The Metro Council may push the region's cities and counties to build more crosswalks on major streets, countering a recommendation from Washington County and from Metro's planning staff to wait on the mandate.
The council is in the midst of updating the region's main transportation plan, a small "maintenance" update that's required under federal law. A more significant update of the plan is scheduled in 2018.
In the draft Regional Transportation Plan, Metro planning staff included a section of the Regional Safety Plan, a section that called for improved crosswalks every 530 feet on major roads "unless there are no intersections, bus stops or other pedestrian attractions."
That's about 10 crosswalks a mile; 530 feet is about the distance of two Portland blocks.
The problem, which was pointed out by the Washington County Department of Land Use and Transportation in early May, is that while the proposed language from the Regional Safety Plan was available as part of the public review draft, the plan was never adopted by the Metro Council, nor by the Joint Policy Advisory Committee on Transportation, which is primarily made up of local elected officials.
In their objection to the 530-foot requirement, Washington County pointed out that more crosswalks could cause safety and mobility issues – in other words, it could make crashes more likely in some areas, and could significantly slow traffic down.
That objection caught the eye of Metro councilors Bob Stacey and Kathryn Harrington, who in turn sought to keep the 530-foot requirement in the Regional Transportation Plan, even though it hadn't been reviewed by JPACT.
"Sixty-plus percent of all fatal or serious pedestrian car crashes occur on major arterials," Stacey said at Tuesday's Metro Council work session.
"How many people have to be maimed or killed before we make some improvements?" Harrington said. "Now is a really good time to be doing something more. Are we doing everything? No. But I think the public expects us to continue to make some progress."
It may seem like a tempest in a teapot, but RTP rules have an impact on planning and federal funding throughout the Portland region.
"It does involve policy choices about funding processes, and the allocation of resources among modes," Stacey said. "We're going to be faced with difficult choices."
Metro staff proposed putting off adoption of the 530-foot crosswalk requirement to 2018, giving the region's cities and counties a few years to weigh in on how the requirement might play out on local streets. That initially sat well with three Metro councilors: Sam Chase, Craig Dirksen and council President Tom Hughes.
"I don't know that (530 feet) is a policy issue that I'm qualified to judge. It's a discussion among people who have some expertise on traffic safety that I don't have," Hughes said. "I'm just a high school social studies teacher. I'm not an engineer in traffic studies. I'm perfectly happy to have the two staffs (Metro and Washington County) work out compromise language that gets us to where we want to be, given the fact that we all want to be safe, and we all want to increase safety."

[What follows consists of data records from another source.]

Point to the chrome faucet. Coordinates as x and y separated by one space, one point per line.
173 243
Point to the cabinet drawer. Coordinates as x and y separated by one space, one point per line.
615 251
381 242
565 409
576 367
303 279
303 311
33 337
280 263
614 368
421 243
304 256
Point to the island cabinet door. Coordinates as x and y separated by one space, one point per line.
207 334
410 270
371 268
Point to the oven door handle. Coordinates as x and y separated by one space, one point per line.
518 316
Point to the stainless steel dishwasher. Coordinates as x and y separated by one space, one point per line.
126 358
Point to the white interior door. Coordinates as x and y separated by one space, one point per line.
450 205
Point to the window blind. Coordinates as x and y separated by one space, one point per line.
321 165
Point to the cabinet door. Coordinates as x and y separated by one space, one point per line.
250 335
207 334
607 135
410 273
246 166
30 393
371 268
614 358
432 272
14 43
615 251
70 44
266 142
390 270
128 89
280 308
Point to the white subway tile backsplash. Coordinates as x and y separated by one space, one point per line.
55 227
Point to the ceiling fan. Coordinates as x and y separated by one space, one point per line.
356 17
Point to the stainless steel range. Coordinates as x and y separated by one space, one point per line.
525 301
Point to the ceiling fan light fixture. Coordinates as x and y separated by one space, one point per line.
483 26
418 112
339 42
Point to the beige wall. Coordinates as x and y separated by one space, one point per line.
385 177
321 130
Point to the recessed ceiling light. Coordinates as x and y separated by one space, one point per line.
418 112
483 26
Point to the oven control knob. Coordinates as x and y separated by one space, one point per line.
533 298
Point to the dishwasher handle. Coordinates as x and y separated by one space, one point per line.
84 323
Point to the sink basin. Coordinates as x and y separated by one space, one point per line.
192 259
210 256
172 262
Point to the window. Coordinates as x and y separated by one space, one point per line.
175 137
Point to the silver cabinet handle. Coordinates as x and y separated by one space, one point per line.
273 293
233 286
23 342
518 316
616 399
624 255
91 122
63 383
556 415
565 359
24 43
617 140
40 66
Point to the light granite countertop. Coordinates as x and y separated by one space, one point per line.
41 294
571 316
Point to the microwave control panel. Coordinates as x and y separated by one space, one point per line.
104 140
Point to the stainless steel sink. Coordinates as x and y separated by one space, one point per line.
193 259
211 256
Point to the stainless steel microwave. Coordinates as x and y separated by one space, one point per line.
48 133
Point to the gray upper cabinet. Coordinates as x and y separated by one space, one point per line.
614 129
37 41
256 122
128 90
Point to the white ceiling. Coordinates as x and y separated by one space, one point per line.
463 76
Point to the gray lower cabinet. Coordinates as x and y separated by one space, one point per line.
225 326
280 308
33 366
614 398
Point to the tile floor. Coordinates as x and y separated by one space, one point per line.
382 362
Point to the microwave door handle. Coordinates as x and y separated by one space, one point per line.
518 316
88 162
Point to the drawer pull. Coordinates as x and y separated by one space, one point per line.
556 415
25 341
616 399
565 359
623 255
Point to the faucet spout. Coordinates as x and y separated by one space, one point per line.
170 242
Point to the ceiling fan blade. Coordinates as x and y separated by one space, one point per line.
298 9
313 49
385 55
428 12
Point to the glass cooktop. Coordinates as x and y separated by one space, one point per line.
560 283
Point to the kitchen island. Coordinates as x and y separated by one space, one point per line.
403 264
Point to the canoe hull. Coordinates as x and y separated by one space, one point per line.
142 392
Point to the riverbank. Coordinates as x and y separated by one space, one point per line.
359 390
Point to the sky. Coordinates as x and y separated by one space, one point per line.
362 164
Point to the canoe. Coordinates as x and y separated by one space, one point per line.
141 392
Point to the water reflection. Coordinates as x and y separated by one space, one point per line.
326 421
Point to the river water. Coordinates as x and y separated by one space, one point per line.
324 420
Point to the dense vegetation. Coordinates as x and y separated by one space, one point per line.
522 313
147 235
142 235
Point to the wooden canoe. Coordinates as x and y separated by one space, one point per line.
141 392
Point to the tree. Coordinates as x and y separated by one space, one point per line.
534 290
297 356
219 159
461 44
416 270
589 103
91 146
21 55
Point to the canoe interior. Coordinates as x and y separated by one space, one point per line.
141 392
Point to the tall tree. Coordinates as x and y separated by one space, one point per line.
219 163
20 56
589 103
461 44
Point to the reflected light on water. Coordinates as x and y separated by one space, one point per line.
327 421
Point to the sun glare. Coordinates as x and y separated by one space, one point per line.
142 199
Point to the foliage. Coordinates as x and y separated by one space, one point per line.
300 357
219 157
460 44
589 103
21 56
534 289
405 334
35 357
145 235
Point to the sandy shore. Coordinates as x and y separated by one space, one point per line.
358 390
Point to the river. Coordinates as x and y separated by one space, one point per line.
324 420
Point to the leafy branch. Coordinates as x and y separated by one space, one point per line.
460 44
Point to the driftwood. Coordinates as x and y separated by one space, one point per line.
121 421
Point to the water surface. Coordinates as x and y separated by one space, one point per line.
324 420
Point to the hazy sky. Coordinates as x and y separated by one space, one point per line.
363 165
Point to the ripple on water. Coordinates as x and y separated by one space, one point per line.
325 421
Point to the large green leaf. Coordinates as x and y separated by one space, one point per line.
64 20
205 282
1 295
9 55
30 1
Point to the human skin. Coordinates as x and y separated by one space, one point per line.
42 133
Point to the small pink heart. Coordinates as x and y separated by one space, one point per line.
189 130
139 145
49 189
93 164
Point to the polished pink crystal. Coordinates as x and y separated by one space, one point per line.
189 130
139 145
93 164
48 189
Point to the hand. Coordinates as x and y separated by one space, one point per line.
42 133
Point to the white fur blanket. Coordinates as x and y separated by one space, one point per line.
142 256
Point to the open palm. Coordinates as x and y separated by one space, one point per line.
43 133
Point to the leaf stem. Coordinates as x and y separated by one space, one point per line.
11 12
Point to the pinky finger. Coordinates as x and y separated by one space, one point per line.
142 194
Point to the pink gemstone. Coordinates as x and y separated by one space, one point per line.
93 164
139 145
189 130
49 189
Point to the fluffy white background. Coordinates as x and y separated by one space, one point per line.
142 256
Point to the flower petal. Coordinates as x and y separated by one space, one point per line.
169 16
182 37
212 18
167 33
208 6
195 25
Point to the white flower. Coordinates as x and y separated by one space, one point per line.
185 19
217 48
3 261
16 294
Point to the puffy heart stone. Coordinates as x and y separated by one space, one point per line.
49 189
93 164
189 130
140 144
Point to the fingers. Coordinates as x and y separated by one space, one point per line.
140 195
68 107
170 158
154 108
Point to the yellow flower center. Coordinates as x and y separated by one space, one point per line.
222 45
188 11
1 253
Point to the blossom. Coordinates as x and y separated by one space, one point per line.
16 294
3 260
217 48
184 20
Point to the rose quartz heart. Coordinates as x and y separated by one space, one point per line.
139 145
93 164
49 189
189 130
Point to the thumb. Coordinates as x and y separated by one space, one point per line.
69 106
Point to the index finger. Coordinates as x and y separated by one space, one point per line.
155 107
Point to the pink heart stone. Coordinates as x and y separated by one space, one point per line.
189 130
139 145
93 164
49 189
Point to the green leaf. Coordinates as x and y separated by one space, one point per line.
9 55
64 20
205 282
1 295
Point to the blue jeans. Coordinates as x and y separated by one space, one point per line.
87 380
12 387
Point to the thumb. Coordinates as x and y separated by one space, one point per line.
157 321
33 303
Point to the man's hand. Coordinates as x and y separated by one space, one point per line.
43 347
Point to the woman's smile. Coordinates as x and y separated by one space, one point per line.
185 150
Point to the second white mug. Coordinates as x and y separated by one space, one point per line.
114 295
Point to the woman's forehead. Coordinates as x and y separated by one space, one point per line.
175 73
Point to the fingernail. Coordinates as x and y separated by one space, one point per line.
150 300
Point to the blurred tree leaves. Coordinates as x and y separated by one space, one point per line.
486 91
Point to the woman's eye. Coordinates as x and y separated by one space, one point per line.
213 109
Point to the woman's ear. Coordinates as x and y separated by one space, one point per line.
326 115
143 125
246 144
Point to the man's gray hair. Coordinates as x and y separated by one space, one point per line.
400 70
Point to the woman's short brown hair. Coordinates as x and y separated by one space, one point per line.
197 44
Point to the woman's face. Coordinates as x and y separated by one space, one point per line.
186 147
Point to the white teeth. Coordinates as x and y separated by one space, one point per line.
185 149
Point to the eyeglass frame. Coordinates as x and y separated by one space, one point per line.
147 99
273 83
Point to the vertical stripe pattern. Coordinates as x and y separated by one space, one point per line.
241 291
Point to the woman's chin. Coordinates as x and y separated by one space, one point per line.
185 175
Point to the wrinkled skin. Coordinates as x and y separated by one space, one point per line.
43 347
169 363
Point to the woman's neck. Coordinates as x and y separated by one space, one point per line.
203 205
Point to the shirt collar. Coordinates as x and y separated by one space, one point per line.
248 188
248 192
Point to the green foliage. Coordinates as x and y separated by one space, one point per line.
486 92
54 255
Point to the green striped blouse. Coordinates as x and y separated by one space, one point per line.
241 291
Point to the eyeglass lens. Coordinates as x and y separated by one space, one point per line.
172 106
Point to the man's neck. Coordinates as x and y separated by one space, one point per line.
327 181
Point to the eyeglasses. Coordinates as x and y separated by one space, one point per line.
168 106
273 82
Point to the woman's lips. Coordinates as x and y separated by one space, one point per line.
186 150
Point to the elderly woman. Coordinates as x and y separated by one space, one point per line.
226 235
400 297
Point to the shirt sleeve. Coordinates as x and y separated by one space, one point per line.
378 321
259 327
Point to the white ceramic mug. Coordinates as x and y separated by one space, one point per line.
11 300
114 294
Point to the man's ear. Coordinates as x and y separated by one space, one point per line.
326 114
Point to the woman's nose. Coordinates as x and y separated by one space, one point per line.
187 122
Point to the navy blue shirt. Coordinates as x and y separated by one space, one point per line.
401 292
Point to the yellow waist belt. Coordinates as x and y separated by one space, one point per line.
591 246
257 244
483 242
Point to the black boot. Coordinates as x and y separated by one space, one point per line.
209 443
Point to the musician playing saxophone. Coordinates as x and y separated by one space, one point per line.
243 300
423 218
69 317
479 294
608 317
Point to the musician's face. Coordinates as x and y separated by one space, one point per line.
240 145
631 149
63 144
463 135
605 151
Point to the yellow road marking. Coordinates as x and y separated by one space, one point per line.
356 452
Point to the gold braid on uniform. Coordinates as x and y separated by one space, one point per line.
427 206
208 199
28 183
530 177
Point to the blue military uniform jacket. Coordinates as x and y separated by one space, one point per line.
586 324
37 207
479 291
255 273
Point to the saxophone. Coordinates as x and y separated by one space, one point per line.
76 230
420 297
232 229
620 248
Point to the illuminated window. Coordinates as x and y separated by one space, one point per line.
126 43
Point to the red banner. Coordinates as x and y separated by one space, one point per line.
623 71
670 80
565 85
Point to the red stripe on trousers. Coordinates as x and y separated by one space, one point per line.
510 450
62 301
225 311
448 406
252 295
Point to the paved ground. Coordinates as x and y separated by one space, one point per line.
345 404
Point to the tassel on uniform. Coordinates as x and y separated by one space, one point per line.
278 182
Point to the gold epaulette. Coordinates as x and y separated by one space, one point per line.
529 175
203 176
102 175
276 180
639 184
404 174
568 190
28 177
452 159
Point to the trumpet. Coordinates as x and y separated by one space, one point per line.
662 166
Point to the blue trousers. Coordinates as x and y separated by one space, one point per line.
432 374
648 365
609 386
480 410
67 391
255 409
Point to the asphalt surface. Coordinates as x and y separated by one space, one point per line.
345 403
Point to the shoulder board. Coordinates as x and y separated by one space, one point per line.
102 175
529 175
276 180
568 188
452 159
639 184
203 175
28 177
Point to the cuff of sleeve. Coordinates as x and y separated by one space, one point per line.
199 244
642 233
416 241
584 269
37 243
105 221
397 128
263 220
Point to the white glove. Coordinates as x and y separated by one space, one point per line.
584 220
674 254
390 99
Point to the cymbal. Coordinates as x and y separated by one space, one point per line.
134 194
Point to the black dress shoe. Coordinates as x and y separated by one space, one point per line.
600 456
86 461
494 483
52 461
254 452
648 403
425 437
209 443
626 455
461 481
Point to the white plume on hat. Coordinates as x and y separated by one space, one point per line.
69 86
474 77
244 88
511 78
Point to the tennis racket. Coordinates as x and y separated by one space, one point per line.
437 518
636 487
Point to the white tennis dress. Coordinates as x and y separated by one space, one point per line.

But Stacey and Harrington, instead, moved to put the question to leaders on Thursday morning, when JPACT is scheduled to endorse the RTP and send it to the Metro Council for adoption.
Their reasoning: Another proposal, from Washington County or anyone else, could be presented to JPACT, and that board could decide which to adopt into the final 2014 Regional Transportation Plan.
That suggestion was approved by all six Metro councilors at Wednesday's work session. JPACT meets at 7:30 a.m. on Thursday.
The Metro Council is scheduled to vote on July 17 whether to adopt whatever JPACT approves as the RTP.
Note: This article was updated after initial posting.